Location: Saskatoon, Saskatchewan
Enrollment: 2,000 graduate and undergraduate students
While the University of Saskatchewan promotes a moderate climate action plan to reduce its own operational emissions and support climate action,1 climate change does not appear to feature in the Edwards course offerings, nor is it mentioned on their website. The Edwards School’s extensive ties to the Canadian oil industry help to explain its relative silence on the issue. Canadian Natural Resources executive chairman Murray Edwards plays a key role at the school: the “Murray Edwards Stock Ticker” on the school’s main floor commemorates a donation from Edwards in 2002, and the Murray Edwards Case Room was established as a result of a donation in 2000.2
Other indicators of the school’s corporate influence are abundant. Ted Hanlon—former board member and chair of Wascana Energy and Saskatchewan Oil Patch Hall of Fame member— donated $2 million to Edwards in 2008, founding the Hanlon Centre for International Business Studies.3 A $1 million donation from former Cameco CEO Jerry Grandey on behalf of Cameco Corporation underwrote the Grandey Leadership Initiative, providing scholarships for Edwards students.4 Daniel Halyk—CEO of Total Energy Services since 2002—is a member of the Dean’s Advisory Council at Edwards and sits on the Advisory Board of the University of Calgary School of Public Policy. Tracy Robinson, Vice-President Supply Chain at TransCanada Corporation, also sits on the Advisory Council, along with Alan Stewart Hanlon, president and CEO of Gibson Energy, and Tim Gitzel, president and CEO of Cameco.5
While the oil-influenced board of the Edwards School indicates its alignment with extractive interests, its “Dean’s Circle” further exemplifies a culture of corporate sponsorship, which has sparked community concern.6 Dean’s Circle membership is awarded only by invitation and for a fee—all members must commit to making large financial donations to the school in return for greater access to key decision-makers within the university. According to Daphne Taras, Dean’s Circle founder, “members have a true relationship with the Edwards School of Business,” adding that “we know our financial support is a wise investment in the future.”7 The Dean’s Circle includes James Estey, chairman of Prairie Sky Royalty and Gibson Energy, and Tracy Robinson from TransCanada Corporation; both are also Advisory Council members.8
Learn more about Edwards School of Business at LittleSis.org
The intent of the Corporate Mapping Project database is to engage Canadians in a conversation about the role of the fossil fuel sector in our democracy, by “mapping” how power and influence play out in the oil, gas and coal industries of BC, Alberta and Saskatchewan.

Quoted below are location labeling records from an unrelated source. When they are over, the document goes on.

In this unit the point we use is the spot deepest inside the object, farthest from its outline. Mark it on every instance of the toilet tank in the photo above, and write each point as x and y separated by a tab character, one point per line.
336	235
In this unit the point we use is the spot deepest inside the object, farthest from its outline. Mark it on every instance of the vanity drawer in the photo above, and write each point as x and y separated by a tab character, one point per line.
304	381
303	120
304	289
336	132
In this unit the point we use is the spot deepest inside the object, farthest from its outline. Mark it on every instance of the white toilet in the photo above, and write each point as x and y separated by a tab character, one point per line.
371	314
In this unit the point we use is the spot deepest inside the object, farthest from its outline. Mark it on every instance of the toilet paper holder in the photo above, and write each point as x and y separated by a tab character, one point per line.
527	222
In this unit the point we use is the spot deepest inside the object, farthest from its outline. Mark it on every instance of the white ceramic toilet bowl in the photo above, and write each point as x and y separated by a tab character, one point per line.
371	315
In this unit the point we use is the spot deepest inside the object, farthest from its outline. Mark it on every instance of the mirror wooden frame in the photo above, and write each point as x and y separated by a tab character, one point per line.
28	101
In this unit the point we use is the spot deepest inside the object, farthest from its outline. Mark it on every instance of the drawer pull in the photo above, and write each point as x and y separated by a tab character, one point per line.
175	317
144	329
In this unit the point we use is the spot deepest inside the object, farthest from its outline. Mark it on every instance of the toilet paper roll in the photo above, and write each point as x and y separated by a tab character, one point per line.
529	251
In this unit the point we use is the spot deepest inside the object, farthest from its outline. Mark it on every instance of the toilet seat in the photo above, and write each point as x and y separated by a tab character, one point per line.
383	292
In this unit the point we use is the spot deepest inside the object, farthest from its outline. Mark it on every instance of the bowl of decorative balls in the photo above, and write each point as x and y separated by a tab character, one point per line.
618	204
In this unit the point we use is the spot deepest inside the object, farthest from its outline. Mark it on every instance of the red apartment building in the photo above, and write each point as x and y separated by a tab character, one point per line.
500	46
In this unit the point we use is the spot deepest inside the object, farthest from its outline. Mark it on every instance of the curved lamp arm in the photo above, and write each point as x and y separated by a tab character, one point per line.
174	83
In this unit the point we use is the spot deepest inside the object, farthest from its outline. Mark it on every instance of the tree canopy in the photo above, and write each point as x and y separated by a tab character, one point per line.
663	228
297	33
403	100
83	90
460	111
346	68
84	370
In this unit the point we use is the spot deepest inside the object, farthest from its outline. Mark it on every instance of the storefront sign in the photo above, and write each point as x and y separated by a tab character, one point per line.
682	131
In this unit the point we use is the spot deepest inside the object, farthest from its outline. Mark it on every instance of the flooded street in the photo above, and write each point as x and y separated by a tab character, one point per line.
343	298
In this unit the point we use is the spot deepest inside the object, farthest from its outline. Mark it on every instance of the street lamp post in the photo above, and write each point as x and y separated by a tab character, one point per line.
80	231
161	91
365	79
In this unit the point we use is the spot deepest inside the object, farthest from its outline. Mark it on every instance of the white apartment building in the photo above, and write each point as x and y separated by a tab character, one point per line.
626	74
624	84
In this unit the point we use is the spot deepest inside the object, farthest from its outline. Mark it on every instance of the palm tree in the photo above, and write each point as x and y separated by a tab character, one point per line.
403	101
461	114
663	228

Edwards School of Business, “Edwards Dean’s Circle,” accessed April 14th, 2019, http://www.edwardsdeanscircle.ca/index.aspx. Particular concern has centred on the influence of uranium mining firm Cameco on the University of Saskatchewan. See for instance D’Arcy Hande, “Follow the Yellowcake Road: Nuclear Power, Tarsands Extraction, and the Co-option of the University of Saskatchewan,” Briarpatch, February 28, 2012 https://briarpatchmagazine.com/articles/view/follow-the-yellowcake-road.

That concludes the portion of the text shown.